As ordens judiciais também determinaram o bloqueio de veículos, imóveis e valores em contas bancárias e plataformas digitais.

O prejuízo e o impacto
Segundo informações confirmadas pelo Jornal Razão, apenas entre as vítimas identificadas o golpe causou um prejuízo superior a R$ 6,8 milhões. No entanto, os relatórios do COAF apontam movimentações que ultrapassam R$ 34 milhões, o que indica a existência de outras vítimas ainda não identificadas.
Enquanto as vítimas acumulavam dívidas, o casal levava uma vida de luxo, com viagens, carros novos e gastos incompatíveis com a renda declarada.
O Jornal Razão também apurou que algumas das vítimas chegaram a contrair novos empréstimos acreditando que “faltava pouco” para o retorno financeiro.
A prisão e os próximos passos
Suelyn Maria Colli e Leno Leanderson Blaessing foram presos preventivamente e levados ao sistema prisional catarinense. Eles responderão por estelionato e lavagem de dinheiro, crimes que podem resultar em penas superiores a dez anos de prisão.

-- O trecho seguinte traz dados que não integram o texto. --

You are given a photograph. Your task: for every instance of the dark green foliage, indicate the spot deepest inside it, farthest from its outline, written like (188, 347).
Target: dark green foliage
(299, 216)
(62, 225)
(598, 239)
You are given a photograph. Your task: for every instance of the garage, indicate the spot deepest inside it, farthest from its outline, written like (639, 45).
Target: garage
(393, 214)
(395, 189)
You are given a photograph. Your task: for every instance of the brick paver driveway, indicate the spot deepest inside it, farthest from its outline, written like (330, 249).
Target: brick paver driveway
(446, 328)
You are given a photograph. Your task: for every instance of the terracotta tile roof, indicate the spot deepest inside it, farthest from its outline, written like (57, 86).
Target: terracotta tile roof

A Polícia Civil segue rastreando ativos financeiros no Brasil e no exterior. Parte do dinheiro já foi bloqueada, o que pode viabilizar o ressarcimento parcial das vítimas.
A investigação fecha um ciclo de mentiras e ilusões que arrastou médicos, empresários e famílias inteiras — e deixa uma lição clara: o desejo de enriquecer rápido continua sendo o combustível preferido dos golpistas.